Please what do you mean by gpu and cpu ?

the runtimes on gpu is 0.685 s and on cpu is 0.30

and as I increase the si the gpu increase more than the cpu

this is my kernel pseudo code

[codebox]

global void kernel(){

int yy   = blockIdx.y  ;

int xx   = threadIdx.x ;

int thread_index =0;

int nbr_element_per_threads=number_of_element_per_thread ; // offset

int thread_start_index = threadIdx.x*nbr_element_per_threads;

int thread_end_index   = nbr_element_per_threads*(threadIdx.x + 1);

	encoder_map(0 ,&pos_x,&pos_y); (device function)

	offset_col  = map_cell_offset_column(p_dev_map_mapping_config, pos_x); (device function)

	offset_row  = map_cell_offset_row   (p_dev_map_mapping_config, pos_y);

	for(thread_index= thread_start_index ; thread_index < thread_end_index; thread_index++)

	{

		column = new column compute (mathematic function invoving 2 cos)

		row    =  new row compute   (mathematic function invoving 2 sin)

		shared_data[thread_index].value	= read gobalmemory with yy and xx;

		shared_data[thread_index].row_index = row + offset_row ;

		shared_data[thread_index].col_index = column + offset_col ; 

	}

	for(thread_index= thread_start_index ; thread_index < thread_end_index; thread_index++)

	{

	    value	= shared_data[thread_index].value		;

	    row		= shared_data[thread_index].row_index	;

	    column	= shared_data[thread_index].col_index	; 

		if( (row  >= 0) && (row <= p_dev_map_mapping_config->row_max) 

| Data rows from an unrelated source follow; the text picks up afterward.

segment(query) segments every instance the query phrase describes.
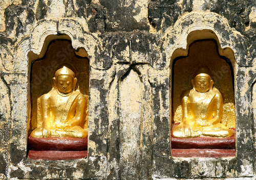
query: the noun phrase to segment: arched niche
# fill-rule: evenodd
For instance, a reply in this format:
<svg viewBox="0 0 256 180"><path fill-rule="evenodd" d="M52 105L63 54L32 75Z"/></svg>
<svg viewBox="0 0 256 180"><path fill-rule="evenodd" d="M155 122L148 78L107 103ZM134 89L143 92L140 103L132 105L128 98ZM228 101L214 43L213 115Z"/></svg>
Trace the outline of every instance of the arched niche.
<svg viewBox="0 0 256 180"><path fill-rule="evenodd" d="M66 35L50 35L45 39L39 55L31 52L28 54L29 61L30 113L29 113L28 136L37 127L37 100L42 95L52 89L52 78L57 68L68 63L76 71L77 85L83 94L89 95L89 59L83 48L74 50L69 37Z"/></svg>

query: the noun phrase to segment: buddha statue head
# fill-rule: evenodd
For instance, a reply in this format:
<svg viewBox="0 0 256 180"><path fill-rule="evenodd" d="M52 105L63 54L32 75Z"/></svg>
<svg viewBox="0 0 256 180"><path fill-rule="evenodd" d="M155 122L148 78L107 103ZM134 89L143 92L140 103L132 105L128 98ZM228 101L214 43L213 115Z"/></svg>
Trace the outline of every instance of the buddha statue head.
<svg viewBox="0 0 256 180"><path fill-rule="evenodd" d="M214 81L210 70L206 66L199 67L195 72L191 80L193 89L200 93L204 93L212 89Z"/></svg>
<svg viewBox="0 0 256 180"><path fill-rule="evenodd" d="M63 94L68 94L75 90L77 80L75 73L67 67L62 65L56 72L52 79L55 90Z"/></svg>

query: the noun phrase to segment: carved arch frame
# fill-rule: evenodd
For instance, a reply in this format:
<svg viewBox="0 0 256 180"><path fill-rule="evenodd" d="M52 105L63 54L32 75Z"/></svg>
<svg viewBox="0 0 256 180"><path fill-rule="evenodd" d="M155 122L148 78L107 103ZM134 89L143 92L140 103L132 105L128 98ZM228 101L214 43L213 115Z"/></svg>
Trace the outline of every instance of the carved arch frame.
<svg viewBox="0 0 256 180"><path fill-rule="evenodd" d="M63 173L66 173L64 176L71 178L101 179L105 177L107 171L107 148L105 139L108 132L108 113L105 112L106 110L98 108L98 105L103 104L101 107L107 106L105 101L101 101L102 96L106 97L107 93L101 94L94 92L100 91L99 89L103 88L107 86L106 84L109 84L107 80L98 81L103 79L104 73L100 71L105 71L108 67L102 65L103 63L101 61L103 60L100 58L101 42L92 34L84 32L83 29L79 22L71 19L48 19L38 22L34 25L30 35L22 39L15 47L16 65L10 72L2 73L4 79L10 82L9 89L12 95L10 100L13 107L12 128L10 134L19 135L18 137L12 137L13 142L10 144L8 167L10 177L24 178L26 174L28 177L37 178L46 177L49 174L61 176L64 175L62 174ZM71 40L76 53L80 56L88 57L90 60L89 94L92 95L89 96L88 157L87 159L69 160L68 163L65 161L49 163L47 160L40 160L41 166L37 167L34 164L38 160L27 158L28 127L30 113L31 61L41 58L50 41L55 39ZM97 86L95 85L95 82L98 83ZM18 91L19 93L14 93ZM22 95L19 95L20 93ZM15 96L18 95L18 97ZM106 114L106 116L102 117L102 114ZM19 143L17 143L18 142ZM16 167L22 166L22 167L10 171L12 164ZM48 168L49 164L51 164L51 170ZM42 167L45 168L42 169Z"/></svg>

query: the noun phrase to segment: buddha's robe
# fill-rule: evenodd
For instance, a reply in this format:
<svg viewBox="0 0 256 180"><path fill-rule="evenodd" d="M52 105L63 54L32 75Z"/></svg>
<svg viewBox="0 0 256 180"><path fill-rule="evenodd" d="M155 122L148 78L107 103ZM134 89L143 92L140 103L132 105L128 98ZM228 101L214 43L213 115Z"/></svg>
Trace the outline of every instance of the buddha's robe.
<svg viewBox="0 0 256 180"><path fill-rule="evenodd" d="M63 95L53 88L38 99L37 121L39 125L31 136L41 138L86 137L88 99L88 96L81 94L79 90L69 95ZM43 133L46 130L50 134Z"/></svg>
<svg viewBox="0 0 256 180"><path fill-rule="evenodd" d="M218 89L214 88L204 93L194 89L187 90L182 93L181 98L182 121L174 128L175 137L224 138L232 135L232 131L220 123L223 99Z"/></svg>

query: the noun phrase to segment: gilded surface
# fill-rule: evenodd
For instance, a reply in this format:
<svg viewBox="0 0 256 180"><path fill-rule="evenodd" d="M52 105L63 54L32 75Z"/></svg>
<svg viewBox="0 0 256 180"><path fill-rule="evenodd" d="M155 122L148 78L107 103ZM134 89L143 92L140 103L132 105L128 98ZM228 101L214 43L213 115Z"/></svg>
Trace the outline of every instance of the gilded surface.
<svg viewBox="0 0 256 180"><path fill-rule="evenodd" d="M48 49L43 60L36 61L32 67L30 132L34 131L31 135L86 137L88 117L88 61L75 56L68 41L54 41ZM63 67L54 71L63 62L71 62L74 67L73 71ZM78 80L73 71L76 72ZM50 76L52 73L51 77L54 78L52 80Z"/></svg>
<svg viewBox="0 0 256 180"><path fill-rule="evenodd" d="M236 128L232 72L229 64L218 54L215 42L211 40L192 43L189 47L188 56L180 58L174 64L173 121L175 123L181 122L181 94L185 90L193 88L190 80L193 79L196 70L203 65L207 65L210 69L213 74L214 87L221 93L224 99L221 123L229 128Z"/></svg>
<svg viewBox="0 0 256 180"><path fill-rule="evenodd" d="M220 91L214 87L212 77L208 67L200 67L191 81L193 88L182 92L182 120L173 130L175 137L224 138L233 135L231 130L220 123L223 98Z"/></svg>

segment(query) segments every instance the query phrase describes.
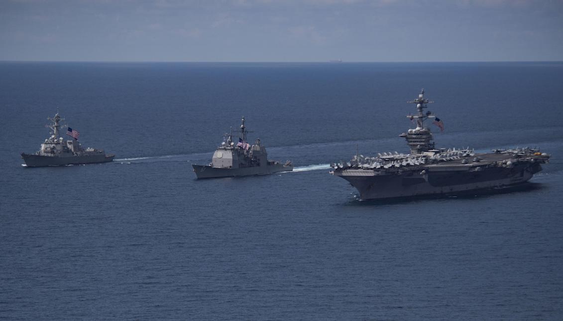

&& (column >= 0) && (column <= p_dev_map_mapping_config->col_max))

		{

			

			cellIndex=  (p_dev_map_mapping_config->col_max)*row + column;	

			

			if(value < 0)

				value= -value;			

											

			if( output_dev_pixel_short[cellIndex]< value)

			{				

				output_dev_pixel_short[cellIndex] = value;

			}

		}

	}

}[/codebox]

“Please what do you mean by gpu and cpu ?”

model name.

what is p_dev_map_mapping_config?
global memory pointer?

yes it is actually the global memory pointer and also the value is read in the gloabal momery with the index of the block and thread

is this value the same among all threads in block?
p_dev_map_mapping_config->row_max

yes

p_dev_map_mapping_config: this global memory pointer the the same for all thread

You have a lot of space to improve speed. Just think a bit, what is the point of loading from global memory value which is common for all threads? You may pass it as kernel parameter.
And instead of
if( (row >= 0) && (row <= p_dev_map_mapping_config->row_max) && (column >= 0) && (column <= p_dev_map_mapping_config->col_max))

use min and max at the computation of row and column and so on.